TECO Brand Foods

Here is a pancake flour that has the added value of malted buttermilk mixed in with it to give necessary punch to the flour to produce delicious food. The buttermilk is reduced to a powder and mixed right in with the flour and say, old-timer, if you want to make the old homey kind of pancakes with the milky flavor, you can do it without toting any milk along if you use TECO.

This buttermilk, besides making the pancakes easily digestible adds to their nutritive value, fact is, it produces a cake that is deliciously different. They have a taste that won’t come off.

 

 

The Story of TECO Pancake Flour

TECO Pancake Flour Poster 1919

 Here is the story of the origin of TECO Pancake Flour and TECO Buckwheat Flour, and of how, starting out as a byproduct, they grew in importance until from a sales viewpoint they now have the center of the Ekenberg Company’s stage.

Of course, genuine goodness, real old-fashioned flavor and the appeal to the time-honored Yankee taste for real pancakes had a great deal to do with it, but the interesting part of this commercial romance lies in the fact that the Ekenberg Company was forced to find a market for a byproduct—and found it.

For years, the Ekenberg Company, located at Cortland, up in the beautiful Tioughnioga Valley of New York state, was engaged in the manufacture of powdered milk.

This product is nothing more or less than good, healthy cow’s milk from which the water is removed without changing the chemical composition in the least.

This latter point is very important, and to produce the proper results the milk must not be subjected to high temperature in the process of dehydrating.
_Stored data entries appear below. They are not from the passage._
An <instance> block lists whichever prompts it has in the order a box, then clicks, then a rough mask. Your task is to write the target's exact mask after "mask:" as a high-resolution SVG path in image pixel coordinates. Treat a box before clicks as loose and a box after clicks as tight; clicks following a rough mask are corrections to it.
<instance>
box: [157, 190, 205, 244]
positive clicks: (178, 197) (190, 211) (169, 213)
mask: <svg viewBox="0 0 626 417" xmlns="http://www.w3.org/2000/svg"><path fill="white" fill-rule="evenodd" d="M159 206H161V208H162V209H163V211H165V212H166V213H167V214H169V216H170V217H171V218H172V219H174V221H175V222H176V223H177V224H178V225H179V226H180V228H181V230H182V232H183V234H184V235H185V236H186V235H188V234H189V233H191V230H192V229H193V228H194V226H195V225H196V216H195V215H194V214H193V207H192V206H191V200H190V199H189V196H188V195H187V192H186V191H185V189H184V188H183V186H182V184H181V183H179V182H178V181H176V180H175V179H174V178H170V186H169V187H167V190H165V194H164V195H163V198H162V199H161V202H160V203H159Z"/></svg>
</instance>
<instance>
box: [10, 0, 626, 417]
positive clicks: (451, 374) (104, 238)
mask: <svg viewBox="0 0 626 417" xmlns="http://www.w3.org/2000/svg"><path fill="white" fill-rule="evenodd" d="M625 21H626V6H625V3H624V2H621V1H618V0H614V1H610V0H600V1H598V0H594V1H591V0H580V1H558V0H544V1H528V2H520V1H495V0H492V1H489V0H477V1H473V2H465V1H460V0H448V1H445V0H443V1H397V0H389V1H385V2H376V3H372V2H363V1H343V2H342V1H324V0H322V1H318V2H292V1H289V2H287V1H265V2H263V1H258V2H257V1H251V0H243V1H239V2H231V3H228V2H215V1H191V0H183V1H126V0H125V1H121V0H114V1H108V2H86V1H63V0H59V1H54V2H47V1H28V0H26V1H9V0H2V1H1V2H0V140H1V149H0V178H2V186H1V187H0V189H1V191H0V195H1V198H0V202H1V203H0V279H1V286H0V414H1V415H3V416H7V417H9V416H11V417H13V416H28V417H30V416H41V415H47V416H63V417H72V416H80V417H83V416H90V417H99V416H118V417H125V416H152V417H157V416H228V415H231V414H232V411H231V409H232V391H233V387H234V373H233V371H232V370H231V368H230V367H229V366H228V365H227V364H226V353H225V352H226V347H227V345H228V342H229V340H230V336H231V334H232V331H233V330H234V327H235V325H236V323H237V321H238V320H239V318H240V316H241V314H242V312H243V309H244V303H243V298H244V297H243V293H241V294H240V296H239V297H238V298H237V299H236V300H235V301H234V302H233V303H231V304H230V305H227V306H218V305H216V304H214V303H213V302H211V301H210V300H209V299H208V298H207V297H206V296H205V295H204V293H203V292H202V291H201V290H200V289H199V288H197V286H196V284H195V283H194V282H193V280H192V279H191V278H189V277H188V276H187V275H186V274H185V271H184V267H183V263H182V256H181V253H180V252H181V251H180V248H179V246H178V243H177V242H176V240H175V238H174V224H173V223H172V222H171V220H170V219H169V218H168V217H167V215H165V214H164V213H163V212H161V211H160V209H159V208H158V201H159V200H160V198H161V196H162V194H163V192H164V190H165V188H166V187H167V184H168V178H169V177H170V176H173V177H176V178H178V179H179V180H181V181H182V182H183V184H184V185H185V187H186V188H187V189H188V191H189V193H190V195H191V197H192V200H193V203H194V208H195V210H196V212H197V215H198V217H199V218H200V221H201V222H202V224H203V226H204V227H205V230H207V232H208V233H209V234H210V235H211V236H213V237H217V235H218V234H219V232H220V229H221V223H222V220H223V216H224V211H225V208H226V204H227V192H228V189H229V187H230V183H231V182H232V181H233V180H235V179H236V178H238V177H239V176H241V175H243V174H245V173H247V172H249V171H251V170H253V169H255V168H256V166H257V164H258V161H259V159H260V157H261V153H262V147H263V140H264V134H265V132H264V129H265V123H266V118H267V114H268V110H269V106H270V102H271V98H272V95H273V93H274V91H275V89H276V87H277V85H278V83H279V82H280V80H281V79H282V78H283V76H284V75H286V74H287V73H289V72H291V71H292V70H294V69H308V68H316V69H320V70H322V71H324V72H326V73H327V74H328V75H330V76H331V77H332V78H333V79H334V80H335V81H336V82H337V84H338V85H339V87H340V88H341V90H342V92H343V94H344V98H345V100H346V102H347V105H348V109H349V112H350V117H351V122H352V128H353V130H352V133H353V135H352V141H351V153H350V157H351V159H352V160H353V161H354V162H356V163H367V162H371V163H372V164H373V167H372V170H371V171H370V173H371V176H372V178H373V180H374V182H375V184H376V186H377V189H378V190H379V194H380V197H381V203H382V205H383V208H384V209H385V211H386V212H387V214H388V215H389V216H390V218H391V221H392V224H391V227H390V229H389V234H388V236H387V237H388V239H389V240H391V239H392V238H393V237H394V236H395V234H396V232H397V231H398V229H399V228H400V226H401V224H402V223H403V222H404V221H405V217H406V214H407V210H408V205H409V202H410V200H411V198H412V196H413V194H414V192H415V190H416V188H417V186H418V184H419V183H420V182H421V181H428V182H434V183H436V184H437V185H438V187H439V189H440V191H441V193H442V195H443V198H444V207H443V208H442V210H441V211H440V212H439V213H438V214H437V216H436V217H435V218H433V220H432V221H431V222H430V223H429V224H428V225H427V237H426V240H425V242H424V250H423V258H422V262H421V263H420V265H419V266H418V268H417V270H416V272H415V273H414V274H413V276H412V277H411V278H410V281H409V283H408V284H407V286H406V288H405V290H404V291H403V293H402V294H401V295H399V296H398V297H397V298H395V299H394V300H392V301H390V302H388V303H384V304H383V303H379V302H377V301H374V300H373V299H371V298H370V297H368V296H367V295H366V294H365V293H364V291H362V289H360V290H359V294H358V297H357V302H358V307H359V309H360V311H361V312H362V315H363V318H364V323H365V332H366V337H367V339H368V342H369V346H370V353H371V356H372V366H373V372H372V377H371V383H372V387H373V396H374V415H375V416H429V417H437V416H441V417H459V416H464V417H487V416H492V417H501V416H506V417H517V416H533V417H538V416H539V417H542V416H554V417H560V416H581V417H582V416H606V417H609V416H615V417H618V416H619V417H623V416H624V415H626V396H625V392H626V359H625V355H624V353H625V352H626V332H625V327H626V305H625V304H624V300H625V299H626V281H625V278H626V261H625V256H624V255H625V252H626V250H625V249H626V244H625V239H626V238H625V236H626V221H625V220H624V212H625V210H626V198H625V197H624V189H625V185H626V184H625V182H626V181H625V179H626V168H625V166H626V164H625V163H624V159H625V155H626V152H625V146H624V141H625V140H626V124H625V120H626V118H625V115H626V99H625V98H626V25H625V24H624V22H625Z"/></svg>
For various reasons—the principal one being that powdered milk is used chiefly for cooking—the demand is for a powdered skimmed milk rather than a powdered milk containing the normal amount of butter fat.

This necessitated a separating plant at the Ekenberg creamery to produce the skimmed milk, and it is at this point that our real story begins.
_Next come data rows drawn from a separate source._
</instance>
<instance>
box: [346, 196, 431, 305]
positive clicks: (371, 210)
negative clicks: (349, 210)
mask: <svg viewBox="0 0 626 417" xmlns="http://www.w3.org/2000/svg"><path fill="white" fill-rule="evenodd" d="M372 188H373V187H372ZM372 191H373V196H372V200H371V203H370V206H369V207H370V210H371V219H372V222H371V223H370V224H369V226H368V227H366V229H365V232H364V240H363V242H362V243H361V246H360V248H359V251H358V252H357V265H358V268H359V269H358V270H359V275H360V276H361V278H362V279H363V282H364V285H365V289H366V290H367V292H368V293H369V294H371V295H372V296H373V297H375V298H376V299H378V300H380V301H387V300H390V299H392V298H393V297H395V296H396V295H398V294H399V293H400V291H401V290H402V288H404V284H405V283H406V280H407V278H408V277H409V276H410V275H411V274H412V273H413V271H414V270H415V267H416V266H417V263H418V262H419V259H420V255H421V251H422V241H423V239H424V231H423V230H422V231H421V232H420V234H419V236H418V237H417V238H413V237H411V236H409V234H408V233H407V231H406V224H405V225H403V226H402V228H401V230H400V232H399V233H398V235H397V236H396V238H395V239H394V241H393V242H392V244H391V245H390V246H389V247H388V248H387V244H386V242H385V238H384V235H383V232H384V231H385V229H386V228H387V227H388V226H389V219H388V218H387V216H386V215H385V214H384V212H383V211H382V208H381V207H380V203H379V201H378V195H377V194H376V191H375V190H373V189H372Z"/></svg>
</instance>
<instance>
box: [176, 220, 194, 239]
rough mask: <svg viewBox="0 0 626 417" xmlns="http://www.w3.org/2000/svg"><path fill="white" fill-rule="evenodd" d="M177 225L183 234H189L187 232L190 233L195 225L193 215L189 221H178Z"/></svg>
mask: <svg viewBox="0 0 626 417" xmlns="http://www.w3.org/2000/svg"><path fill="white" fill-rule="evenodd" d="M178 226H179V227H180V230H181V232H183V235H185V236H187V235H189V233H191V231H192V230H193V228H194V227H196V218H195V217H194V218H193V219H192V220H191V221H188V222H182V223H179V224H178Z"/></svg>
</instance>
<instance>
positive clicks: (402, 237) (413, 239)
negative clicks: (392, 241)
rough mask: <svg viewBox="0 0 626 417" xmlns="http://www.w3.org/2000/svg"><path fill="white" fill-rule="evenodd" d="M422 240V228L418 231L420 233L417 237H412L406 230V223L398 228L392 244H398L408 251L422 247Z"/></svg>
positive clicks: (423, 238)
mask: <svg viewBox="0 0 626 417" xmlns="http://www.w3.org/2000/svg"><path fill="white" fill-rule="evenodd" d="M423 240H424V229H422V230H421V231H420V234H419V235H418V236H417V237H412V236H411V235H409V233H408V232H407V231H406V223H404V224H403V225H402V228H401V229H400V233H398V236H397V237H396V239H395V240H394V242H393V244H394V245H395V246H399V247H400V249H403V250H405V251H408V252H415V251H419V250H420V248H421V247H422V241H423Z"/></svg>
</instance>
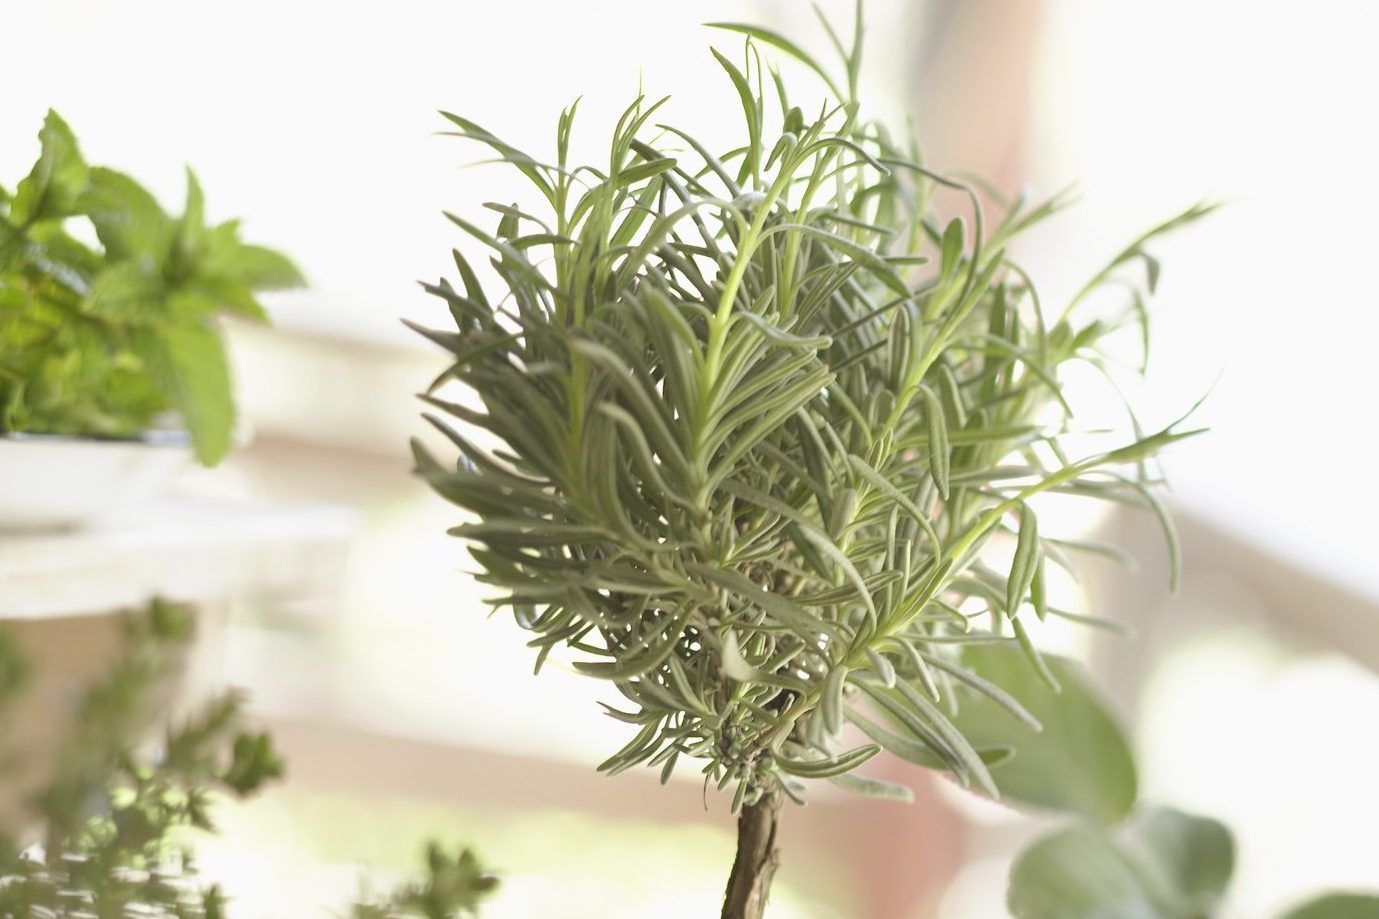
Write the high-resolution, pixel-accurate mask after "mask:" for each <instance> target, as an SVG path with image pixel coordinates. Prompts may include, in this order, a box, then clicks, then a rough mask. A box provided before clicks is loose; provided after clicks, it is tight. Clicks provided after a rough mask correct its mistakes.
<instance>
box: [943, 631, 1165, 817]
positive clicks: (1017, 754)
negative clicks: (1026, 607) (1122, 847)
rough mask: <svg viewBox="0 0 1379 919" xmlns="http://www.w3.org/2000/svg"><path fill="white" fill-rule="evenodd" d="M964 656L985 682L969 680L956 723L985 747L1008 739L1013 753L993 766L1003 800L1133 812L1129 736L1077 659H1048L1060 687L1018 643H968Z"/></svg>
mask: <svg viewBox="0 0 1379 919" xmlns="http://www.w3.org/2000/svg"><path fill="white" fill-rule="evenodd" d="M960 660H961V662H963V666H964V668H967V669H968V672H969V673H972V675H975V676H978V678H980V679H982V680H986V684H982V683H976V684H971V686H965V687H964V691H963V693H961V694H960V706H958V712H957V715H956V716H954V718H953V724H954V726H956V727H957V729H958V731H960V733H961V734H963V735H964V737H967V738H968V741H971V744H972V745H975V747H976V748H979V749H983V748H986V749H993V748H998V747H1000V745H1003V744H1008V745H1009V749H1011V753H1012V756H1011V758H1009V759H1008V760H1007V762H1003V763H998V764H996V766H994V767H993V769H992V777H993V780H994V781H996V787H997V788H998V789H1000V793H1001V796H1003V798H1004V799H1008V800H1012V802H1020V803H1026V804H1034V806H1037V807H1049V809H1056V810H1069V811H1073V813H1078V814H1085V816H1088V817H1092V818H1096V820H1103V821H1116V820H1120V818H1123V817H1125V816H1127V814H1128V813H1129V810H1131V809H1132V807H1134V806H1135V798H1136V787H1138V782H1136V774H1135V760H1134V756H1132V753H1131V749H1129V742H1128V740H1127V738H1125V735H1124V733H1123V731H1121V727H1120V724H1118V723H1117V722H1116V719H1114V718H1113V716H1111V715H1110V712H1107V709H1106V706H1105V704H1103V702H1102V700H1100V698H1099V697H1098V694H1096V693H1095V691H1094V690H1092V687H1091V686H1088V683H1087V679H1085V676H1084V675H1083V672H1081V668H1080V666H1078V665H1077V664H1074V662H1073V661H1067V660H1065V658H1059V657H1045V658H1044V661H1045V665H1047V666H1048V672H1049V673H1051V675H1052V676H1055V678H1056V680H1058V684H1059V689H1060V691H1056V693H1055V691H1054V690H1052V689H1049V686H1048V684H1047V683H1045V682H1044V680H1041V679H1040V675H1038V673H1037V672H1036V671H1033V669H1031V668H1030V666H1029V665H1027V662H1026V660H1025V657H1023V654H1022V653H1020V650H1019V649H1015V647H1008V646H1007V647H1001V646H992V644H987V646H980V647H969V649H967V650H965V651H964V653H963V655H961V658H960ZM1015 700H1019V701H1018V702H1016V701H1015ZM1012 716H1014V718H1018V719H1019V720H1022V722H1025V730H1020V729H1019V727H1018V726H1015V722H1012Z"/></svg>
From the cream that was produced in the separating process, butter was made which in turn produced a byproduct, buttermilk—which byproduct is the real mother of Teco Pancake Flour.
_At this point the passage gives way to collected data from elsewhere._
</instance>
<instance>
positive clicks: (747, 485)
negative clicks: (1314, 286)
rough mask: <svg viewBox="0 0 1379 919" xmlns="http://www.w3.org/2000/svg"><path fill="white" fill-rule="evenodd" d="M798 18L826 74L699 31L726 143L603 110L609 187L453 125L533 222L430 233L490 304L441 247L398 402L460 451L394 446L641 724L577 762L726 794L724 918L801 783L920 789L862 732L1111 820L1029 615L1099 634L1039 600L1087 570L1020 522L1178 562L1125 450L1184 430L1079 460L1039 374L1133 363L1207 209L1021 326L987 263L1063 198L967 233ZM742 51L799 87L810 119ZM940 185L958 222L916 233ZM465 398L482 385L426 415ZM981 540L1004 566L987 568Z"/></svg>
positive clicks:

For a long time, this buttermilk was a waste product until the company conceived the idea of dehydrating it—reducing it to a powdered form—by the same process that was used in the manufacture of the powdered sweet skimmed milk.

After much experimenting a perfect buttermilk in powdered form was produced.

The next process was to malt it in much the same manner as sweet milk is malted into “malted milk.” The byproduct, the former waste product, was now ready for experimenting to find itself a real market.

It did not take a great deal of time, in running down a list of foods in which buttermilk played an important part, to make a selection of one that was destined to meet with popular demand, for what could tickle the American palate to a greater extent than a truly American dish—real old-fashioned buttermilk pancakes—the sort that bore the hallowed “mother’s touch” and with which we would establish an eating record one morning only to break our own record the following morning?

This decided, then began the months of laboratory tests and experiments in the blending of flours, leavening, and salt to produce a flour that in pancake form would take us back through the years to our childhood tastes and appetite.

Naturally, the best ingredients obtainable were used in the blending, for that had been the Ekenberg policy from the company’s start, but even good ingredients improperly blended make a poor finished product, so the work was slow, for TECO had but one object ahead—that of producing real buttermilk pancakes.

The result was a buttermilk pancake flour to which the mere addition of water would produce a real old-fashioned pancake batter that rivaled mother’s, for by adding the required amount of water the buttermilk was reinstated in its former and natural state.

It was but a step from the regular buttermilk pancakes to the equally popular, but strictly winter breakfast dish—buckwheat cakes. And here let it be added that TECO Buckwheat Flour is real buckwheat pancake flour, made with real buckwheat. the flours were first offered to the critical American taste in 1911, and they met with instant and complete approval.

Each year the territory has been broadened and more brokers, jobbers and retail dealers have sold these two products. The result to date is a distribution from the Atlantic to the Pacific and from the Canadian border to the Gulf of Mexico.

Three years ago the company began the use of large space in the national magazines. This year a poster campaign was added to localize this national advertising, using as poster number one the design reproduced in miniature to accompany this article.

Each year since TECO made its initial bow to the public favor the sales have doubled, and some years have trebled. If poster advertising docs for TECO what it has done for numberless other food products—and we see no reason why it should not—we are frank to say we are too modest to even guess what story the sales record will tell.

H.,R. Doughty, “Posters Add Fame to TECO Flours,” in The Poster, Vol. X, No. 3, March 1919, p. 33-34.